La prudence est la capacité habituelle à régir notre action, notre agir. Elle est la capacité à
appliquer les lois générales à des cas particuliers, dans l'action concrète.
L'art est la capacité à appliquer les lois de l'art à des situations particulières. Par exemple,
pour le menuisier, ce sera la capacité à appliquer les lois de la menuiserie à tel ou tel morceau de
bois…
La réflexion sur l'art, pour des raisons historiques, ne pourra pas suivre totalement cette
définition, car par exemple, au moyen-âge, on ignore totalement l'idée d'ordonner la fabrication
d'un objet dans le seul but de sa beauté, et ce jusqu'au 17
ième
au moins. Une telle ordination
théorique de l'art à la beauté seule est un fait historique très récent puisqu'il date, au plus tôt, du
milieu du 18
ième
et surtout du 19
ième
siècle. La beauté n'est pas le but recherché en théorie et en
premier lieu. Ce que l'on recherche avant tout est la fonction de la chose.
En conséquence, le moyen-âge et saint Thomas ignorent complètement la distinction entre
l'art qui aurait une fonction ordonnée au beau et l'art qui serait ordonné à l'utile. La distinction
entre art servile et art libéraux est la seule qui existe à l'époque, et implique un certain dédain du
corps au profit de l'intelligence.
Les arts serviles (que nous appellerions l'art: peinture, sculpture, musique…) et les arts
libéraux (que nous n'appellerions plus des arts: rhétorique (l'éloquence), dialectique, logique!…):
Le paradoxe tient en ceci que les arts serviles étaient considérés comme des arts mineurs, moins
nobles que les arts libéraux. Les arts libéraux seraient supérieurs parce qu'ils s'attachent aux
exercices de l'intelligence et n'impliquent pas l'exercice du corps. Gilson et d'autres ont souligné le
caractère paradoxal de cette conception et ont tous dénoncé cet "intellectualisme outré".
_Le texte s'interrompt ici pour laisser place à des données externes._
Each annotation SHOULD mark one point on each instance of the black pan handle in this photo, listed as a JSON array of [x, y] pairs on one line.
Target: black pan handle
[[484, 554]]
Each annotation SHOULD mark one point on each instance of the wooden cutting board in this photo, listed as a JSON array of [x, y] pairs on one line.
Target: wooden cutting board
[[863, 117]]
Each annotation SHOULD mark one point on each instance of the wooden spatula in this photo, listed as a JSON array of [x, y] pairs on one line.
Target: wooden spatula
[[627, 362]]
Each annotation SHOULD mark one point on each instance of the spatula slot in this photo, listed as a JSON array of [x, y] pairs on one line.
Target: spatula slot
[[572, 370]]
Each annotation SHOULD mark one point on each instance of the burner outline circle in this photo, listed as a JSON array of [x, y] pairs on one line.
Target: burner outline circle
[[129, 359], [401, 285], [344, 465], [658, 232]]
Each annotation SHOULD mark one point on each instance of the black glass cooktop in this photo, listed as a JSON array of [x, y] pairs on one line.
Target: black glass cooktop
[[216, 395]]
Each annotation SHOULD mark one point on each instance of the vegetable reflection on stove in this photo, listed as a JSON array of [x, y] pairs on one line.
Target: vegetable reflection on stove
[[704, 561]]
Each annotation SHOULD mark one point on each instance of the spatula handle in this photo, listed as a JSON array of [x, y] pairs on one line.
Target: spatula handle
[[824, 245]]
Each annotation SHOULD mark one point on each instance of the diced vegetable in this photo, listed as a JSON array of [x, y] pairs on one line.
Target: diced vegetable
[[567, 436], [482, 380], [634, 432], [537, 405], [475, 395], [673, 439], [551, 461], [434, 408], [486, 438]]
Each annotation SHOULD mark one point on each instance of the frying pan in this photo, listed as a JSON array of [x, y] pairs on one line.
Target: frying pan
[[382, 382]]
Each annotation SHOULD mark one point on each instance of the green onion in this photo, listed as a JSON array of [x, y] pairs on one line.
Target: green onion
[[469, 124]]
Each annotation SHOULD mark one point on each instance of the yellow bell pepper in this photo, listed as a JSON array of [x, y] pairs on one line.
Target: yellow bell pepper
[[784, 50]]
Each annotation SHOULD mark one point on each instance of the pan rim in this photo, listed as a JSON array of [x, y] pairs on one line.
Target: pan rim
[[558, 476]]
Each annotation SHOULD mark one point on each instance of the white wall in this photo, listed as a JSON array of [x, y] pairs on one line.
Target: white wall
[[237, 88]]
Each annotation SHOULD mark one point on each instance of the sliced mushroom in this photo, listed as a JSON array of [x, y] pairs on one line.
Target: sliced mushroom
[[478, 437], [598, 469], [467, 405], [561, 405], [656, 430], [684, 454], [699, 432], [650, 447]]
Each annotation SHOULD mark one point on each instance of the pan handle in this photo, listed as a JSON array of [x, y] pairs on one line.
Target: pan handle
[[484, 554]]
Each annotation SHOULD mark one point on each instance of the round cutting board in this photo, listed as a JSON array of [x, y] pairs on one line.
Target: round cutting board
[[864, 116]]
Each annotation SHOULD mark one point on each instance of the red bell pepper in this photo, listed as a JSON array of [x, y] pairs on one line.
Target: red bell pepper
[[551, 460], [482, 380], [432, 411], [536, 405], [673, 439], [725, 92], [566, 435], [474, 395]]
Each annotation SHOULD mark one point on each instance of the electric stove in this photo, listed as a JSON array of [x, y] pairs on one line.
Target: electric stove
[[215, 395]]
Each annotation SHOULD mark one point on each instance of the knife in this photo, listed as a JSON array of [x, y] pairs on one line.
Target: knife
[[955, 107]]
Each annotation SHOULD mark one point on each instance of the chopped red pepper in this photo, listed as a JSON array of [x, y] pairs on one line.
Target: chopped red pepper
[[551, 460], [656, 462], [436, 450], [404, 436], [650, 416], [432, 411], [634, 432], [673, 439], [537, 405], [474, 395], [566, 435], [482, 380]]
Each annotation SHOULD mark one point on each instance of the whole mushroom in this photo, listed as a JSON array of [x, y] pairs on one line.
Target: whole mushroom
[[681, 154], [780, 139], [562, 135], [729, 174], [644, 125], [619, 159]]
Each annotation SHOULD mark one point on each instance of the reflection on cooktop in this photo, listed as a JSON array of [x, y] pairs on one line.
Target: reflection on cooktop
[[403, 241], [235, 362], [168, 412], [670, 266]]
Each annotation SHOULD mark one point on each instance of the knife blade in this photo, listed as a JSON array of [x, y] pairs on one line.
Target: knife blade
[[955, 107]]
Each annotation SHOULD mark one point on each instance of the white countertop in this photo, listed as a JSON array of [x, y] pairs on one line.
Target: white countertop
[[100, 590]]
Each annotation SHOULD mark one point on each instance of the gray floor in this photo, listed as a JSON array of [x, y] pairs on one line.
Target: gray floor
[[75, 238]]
Les arts libéraux ne sont considérés comme art que par analogie avec les arts serviles. La
démonstration et les mathématiques ne produisent pas des artefacts…c'est donc une analogie. Il y
a d'autant plus art que l'intelligence s'ordonne à produire des artefacts et nécessite le rôle du
corps. Il ne vient spontanément à l'esprit de désigner la logique ou la rhétorique comme des
arts…L'art est d'autant plus art qu'il est lié à la matière et au corps mais paradoxalement il est
qualifié par les médiévaux comme mineur. L'art est qualifié de supérieur alors qu'il est moins de
l'art, puisqu'il est art par analogie aux arts serviles. Tout vient de la conception négative du corps.
S'adonner aux tâches manuelles est asservissant pour les Grecs. La matière est considérée
négativement.
Cette distinction trahit un mépris du corps, qui déteindra sur la doctrine de saint Thomas. Il
se contente de recopier Aristote. "Capacité habituelle de l'intelligence à régir le faire". Le mot
intelligence trahit le fait qu'il pense aux arts libéraux et non pas aux arts serviles. Saint Thomas
définit l'art en pensant à la logique. Corrigeons cette définition:
Bien évidemment l'intelligence intervient dans l'art, mais l'art est une capacité de l'homme
tout entier…de son imagination (capacité de produire des images), de son corps (pour la peinture:
les mains), de sa volonté… Saint Thomas ne devrait plus faire cette distinction entre arts serviles et
arts libéraux, puisqu'il a intégré le corps dans sa pensée, par rapport aux autres auteurs qui l'ont
précédé, mais cela vient du fait qu'il recopie Aristote. L'art désigne la capacité du producteur.
1.2 Science et art, art et imitation:
Première question: la finalité de l'art. E. Gilson, dans "introduction aux arts du beau", dit
que l'art n'est pas une façon de connaissance mais du faire (de la faculté de faire).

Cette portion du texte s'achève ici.